If a clock loses $5$ seconds per day ,what is the alteration required in the length of pendulum in order that the clock keeps correct time

$(a)\dfrac{4}{86400} $times its original length be shortened

$(b)\dfrac{1}{86400}$ times its original length be shortened

$(c)\dfrac{1}{8640}$ times its original length be shortened

$(d)\dfrac{4}{8640} $times its original length be shortened

my attempt:

there are $86400$ seconds in a day

but clock is slow so it only counts $86395$ seconds

so, the factor by which clock is slow is $\dfrac{86395}{86400}=0.99994212$

so, new pendulum's length should be $\left(\dfrac{86395}{86400}\right)^2\times$(original length)

but none of the options are matching my answer

please tell me right approach to solve this problem

thank you!

Answer 1

$$1-\left(\dfrac{86395}{86400}\right)^2 = 1-\left(1-\dfrac{5}{86400}\right)^2 = 1-\left(1-\dfrac{10}{86400}+\dfrac{5^2}{86400^2}\right) = \dfrac{1}{8640}-\dfrac{1}{298598400}$$ which suggests to me that you might be expected to give answer $(b)$

Answer 2

I think none of the answers are right.
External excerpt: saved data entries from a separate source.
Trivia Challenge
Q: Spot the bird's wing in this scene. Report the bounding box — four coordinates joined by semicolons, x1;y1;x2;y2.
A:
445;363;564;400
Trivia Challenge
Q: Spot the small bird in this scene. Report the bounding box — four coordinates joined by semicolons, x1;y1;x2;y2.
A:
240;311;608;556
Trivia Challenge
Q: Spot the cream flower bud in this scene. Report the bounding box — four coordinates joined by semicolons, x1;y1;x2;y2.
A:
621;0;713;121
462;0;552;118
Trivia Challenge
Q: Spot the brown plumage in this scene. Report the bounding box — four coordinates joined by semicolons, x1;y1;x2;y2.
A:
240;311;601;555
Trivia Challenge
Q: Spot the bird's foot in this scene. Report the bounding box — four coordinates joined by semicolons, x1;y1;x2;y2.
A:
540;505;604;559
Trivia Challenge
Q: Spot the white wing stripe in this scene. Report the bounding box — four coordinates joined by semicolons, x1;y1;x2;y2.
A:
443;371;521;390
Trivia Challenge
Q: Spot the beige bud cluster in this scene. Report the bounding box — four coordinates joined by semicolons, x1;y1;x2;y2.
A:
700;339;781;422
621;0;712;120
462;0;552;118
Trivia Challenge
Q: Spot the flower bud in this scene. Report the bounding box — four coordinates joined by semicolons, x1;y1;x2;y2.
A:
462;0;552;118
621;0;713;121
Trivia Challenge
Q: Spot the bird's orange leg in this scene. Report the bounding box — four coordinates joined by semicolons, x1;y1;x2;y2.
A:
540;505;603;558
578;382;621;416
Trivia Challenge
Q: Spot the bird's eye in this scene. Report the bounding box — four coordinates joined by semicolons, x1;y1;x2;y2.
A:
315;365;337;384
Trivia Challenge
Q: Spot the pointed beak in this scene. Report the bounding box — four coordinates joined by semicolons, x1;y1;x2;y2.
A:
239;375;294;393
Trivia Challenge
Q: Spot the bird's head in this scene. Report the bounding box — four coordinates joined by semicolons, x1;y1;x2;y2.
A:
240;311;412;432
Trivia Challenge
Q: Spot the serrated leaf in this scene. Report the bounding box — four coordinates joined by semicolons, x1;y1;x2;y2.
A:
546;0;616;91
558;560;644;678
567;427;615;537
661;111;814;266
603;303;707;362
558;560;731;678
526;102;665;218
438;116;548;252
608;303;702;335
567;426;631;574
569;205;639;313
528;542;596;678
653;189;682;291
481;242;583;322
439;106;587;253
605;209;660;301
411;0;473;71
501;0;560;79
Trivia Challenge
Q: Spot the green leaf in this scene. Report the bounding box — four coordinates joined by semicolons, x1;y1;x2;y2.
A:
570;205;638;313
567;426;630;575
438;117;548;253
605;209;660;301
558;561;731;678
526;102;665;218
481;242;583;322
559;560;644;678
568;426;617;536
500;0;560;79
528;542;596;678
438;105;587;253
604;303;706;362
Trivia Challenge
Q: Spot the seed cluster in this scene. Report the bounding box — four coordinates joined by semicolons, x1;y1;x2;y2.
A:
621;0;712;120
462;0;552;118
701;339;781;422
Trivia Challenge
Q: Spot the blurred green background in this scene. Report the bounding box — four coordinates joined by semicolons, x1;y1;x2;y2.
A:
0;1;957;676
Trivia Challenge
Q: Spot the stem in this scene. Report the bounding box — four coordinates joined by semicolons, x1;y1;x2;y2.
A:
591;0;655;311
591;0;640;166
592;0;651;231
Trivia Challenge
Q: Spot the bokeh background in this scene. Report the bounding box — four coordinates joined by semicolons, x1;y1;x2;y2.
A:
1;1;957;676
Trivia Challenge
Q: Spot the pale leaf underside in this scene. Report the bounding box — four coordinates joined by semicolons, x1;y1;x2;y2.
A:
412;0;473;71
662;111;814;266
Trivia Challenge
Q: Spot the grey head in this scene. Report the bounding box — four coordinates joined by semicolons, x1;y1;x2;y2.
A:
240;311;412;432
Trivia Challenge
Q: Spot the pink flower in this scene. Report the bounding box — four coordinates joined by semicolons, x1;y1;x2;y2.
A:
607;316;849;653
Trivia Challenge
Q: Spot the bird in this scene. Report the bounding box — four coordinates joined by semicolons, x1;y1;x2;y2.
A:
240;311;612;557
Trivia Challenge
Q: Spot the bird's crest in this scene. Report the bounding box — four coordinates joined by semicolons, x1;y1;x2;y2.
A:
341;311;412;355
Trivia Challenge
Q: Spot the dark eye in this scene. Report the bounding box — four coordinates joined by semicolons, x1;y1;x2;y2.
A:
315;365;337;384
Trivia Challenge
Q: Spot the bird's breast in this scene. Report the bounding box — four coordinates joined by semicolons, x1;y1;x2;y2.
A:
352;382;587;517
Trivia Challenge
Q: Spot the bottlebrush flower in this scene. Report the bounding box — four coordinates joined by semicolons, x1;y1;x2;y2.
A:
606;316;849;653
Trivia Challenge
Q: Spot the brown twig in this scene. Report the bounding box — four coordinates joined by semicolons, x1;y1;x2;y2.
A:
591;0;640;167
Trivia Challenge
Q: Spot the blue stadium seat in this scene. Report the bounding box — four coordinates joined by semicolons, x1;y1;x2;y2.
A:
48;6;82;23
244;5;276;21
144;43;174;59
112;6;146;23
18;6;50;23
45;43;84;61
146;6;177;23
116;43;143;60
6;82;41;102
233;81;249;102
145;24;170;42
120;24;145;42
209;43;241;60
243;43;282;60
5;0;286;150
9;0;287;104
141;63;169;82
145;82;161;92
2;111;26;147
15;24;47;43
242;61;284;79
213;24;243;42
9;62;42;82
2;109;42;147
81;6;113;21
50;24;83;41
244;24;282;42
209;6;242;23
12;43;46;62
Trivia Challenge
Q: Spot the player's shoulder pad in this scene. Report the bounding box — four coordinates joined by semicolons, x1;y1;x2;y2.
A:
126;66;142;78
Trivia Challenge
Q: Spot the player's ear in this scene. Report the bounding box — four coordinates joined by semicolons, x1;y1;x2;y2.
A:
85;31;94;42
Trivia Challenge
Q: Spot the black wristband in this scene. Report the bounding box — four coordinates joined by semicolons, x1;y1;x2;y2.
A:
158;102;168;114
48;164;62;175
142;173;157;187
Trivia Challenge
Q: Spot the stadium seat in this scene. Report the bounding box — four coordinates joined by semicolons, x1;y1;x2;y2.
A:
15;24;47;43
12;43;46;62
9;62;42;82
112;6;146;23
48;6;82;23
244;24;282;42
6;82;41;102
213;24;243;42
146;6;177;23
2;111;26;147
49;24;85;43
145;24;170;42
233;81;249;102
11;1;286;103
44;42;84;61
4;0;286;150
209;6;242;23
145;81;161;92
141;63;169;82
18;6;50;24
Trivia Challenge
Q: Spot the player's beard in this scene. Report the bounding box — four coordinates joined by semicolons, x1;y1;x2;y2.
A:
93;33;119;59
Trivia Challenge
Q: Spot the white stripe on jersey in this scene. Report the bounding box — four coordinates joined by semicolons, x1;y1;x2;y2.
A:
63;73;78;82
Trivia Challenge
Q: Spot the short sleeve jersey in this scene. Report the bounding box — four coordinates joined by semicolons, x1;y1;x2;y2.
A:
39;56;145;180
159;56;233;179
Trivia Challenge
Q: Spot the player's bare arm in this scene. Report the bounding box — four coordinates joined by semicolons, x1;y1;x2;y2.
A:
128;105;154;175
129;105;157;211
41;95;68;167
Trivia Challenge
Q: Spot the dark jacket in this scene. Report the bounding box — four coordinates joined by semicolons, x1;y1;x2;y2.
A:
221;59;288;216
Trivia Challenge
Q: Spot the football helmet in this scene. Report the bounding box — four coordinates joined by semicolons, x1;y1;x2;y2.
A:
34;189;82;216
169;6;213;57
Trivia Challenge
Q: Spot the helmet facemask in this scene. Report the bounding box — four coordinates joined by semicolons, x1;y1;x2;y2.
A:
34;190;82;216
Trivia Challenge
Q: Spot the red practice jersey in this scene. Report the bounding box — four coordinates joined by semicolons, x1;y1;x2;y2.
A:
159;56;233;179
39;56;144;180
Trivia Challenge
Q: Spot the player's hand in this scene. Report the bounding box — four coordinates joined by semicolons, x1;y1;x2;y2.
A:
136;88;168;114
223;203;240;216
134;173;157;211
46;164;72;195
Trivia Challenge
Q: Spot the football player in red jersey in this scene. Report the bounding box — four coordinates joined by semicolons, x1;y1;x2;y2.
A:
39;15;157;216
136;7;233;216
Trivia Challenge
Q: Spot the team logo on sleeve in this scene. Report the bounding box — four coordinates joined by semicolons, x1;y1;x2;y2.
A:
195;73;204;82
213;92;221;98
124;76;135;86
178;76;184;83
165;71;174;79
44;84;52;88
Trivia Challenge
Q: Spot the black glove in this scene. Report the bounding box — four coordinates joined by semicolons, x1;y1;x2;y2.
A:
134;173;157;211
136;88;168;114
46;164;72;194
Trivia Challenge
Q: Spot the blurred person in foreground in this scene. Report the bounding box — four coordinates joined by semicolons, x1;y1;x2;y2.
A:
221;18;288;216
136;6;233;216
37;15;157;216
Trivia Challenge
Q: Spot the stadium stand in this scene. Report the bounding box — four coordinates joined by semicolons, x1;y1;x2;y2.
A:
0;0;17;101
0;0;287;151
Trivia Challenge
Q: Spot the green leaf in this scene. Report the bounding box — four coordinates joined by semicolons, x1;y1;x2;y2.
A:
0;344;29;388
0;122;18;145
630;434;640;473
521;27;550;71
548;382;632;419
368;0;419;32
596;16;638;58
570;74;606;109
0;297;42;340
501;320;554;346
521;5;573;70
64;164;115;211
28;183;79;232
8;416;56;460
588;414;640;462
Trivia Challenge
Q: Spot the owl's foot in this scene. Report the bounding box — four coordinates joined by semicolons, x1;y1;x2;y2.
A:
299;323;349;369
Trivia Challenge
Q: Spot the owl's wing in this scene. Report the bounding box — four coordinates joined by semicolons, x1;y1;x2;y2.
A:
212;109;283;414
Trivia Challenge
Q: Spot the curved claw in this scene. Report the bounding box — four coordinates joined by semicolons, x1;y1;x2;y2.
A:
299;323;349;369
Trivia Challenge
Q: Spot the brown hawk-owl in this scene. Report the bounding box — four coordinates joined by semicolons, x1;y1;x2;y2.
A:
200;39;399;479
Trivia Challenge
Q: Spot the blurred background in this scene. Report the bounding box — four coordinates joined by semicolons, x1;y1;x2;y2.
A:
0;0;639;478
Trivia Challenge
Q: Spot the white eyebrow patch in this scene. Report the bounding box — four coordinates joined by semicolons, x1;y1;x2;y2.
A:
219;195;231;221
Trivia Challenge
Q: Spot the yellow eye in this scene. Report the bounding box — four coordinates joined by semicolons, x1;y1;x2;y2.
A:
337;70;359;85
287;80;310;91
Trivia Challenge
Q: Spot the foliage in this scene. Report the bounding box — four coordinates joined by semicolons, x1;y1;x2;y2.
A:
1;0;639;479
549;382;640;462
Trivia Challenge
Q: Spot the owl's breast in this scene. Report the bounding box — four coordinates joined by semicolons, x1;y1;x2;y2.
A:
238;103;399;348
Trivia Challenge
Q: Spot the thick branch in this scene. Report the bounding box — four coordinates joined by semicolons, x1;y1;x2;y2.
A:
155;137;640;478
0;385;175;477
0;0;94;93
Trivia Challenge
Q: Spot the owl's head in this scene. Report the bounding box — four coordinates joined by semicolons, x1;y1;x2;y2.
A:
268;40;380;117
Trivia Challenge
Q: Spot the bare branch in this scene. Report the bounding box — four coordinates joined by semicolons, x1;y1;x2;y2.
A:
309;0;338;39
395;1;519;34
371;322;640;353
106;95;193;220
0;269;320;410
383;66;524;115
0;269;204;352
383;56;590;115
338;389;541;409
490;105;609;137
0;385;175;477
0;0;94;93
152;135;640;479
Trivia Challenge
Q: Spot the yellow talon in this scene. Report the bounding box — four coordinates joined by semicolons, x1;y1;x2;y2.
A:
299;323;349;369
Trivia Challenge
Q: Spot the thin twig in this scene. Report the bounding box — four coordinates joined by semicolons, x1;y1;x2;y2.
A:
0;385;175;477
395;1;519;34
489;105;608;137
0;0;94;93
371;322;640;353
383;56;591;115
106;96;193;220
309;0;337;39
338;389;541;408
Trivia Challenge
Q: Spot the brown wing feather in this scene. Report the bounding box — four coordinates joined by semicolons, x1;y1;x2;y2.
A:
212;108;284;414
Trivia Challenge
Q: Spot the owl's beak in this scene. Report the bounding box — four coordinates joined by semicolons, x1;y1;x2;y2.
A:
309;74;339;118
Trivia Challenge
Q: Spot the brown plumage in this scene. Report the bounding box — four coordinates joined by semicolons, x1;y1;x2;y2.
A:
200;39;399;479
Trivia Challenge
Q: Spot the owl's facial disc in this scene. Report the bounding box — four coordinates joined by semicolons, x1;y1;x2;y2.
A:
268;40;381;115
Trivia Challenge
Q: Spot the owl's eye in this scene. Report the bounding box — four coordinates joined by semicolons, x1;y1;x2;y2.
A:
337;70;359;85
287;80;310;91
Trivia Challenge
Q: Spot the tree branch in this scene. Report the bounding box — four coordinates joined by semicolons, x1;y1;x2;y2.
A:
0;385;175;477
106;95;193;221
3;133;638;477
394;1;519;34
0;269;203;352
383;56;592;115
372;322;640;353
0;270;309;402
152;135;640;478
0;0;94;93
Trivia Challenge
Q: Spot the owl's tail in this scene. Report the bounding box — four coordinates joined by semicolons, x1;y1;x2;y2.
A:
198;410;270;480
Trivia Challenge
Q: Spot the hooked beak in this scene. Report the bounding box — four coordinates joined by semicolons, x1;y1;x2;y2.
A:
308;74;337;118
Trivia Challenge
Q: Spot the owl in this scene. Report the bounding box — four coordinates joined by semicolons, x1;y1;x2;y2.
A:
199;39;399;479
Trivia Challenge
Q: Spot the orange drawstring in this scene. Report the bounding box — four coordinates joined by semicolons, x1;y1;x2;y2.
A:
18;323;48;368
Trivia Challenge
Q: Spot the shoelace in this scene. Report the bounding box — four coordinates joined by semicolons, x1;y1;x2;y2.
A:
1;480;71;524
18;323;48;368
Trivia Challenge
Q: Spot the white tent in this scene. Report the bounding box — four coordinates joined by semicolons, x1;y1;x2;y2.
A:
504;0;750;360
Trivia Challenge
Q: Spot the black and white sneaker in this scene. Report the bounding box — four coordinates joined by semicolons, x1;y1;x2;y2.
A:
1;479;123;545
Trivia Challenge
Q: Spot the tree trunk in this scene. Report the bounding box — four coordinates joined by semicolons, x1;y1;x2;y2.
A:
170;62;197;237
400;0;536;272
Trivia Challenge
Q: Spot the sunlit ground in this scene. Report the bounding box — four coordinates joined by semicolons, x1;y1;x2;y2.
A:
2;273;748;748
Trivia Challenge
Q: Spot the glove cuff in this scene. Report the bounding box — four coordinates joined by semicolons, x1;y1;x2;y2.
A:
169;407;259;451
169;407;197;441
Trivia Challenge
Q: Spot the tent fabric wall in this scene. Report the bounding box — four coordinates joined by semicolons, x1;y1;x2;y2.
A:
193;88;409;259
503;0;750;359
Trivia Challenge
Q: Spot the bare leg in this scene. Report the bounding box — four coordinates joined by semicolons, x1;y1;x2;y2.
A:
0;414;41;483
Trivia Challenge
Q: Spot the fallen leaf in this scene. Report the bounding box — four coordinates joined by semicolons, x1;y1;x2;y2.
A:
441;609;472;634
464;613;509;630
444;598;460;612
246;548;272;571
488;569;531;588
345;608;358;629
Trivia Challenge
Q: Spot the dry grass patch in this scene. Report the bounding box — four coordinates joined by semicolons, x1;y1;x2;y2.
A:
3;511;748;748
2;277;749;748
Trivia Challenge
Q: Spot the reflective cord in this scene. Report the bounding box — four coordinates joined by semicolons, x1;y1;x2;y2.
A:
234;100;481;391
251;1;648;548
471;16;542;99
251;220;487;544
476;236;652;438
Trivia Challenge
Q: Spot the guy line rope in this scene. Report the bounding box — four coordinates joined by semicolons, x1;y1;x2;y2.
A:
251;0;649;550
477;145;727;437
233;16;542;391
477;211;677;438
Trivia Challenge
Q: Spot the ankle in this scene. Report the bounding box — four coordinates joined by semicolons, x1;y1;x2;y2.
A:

Based on this description of pendulum motion, the period $T$ is related to length $L$ as $$T = 2\pi \sqrt{\frac{L}{g}}$$ Let $L_s$ be the length of the currently slow pendulum and $L$ the desired length of the pendulum. Since you want the difference as a ratio to apply to $L_s$, that is ${L}/{L_s}$, then set this up as a ratio on $T$: $$\frac{\sqrt{L}}{\sqrt{L_s}} = \frac{T}{T_s}$$Note that the $2\pi$ and $g$ terms divide out. Then,$$\\ \frac{{L}}{{L_s}} = \bigg(\frac{T}{T_s}\bigg)^2 = \bigg(\frac{86400}{86400+5}\bigg)^2$$I don't think any of those choices reduces to this.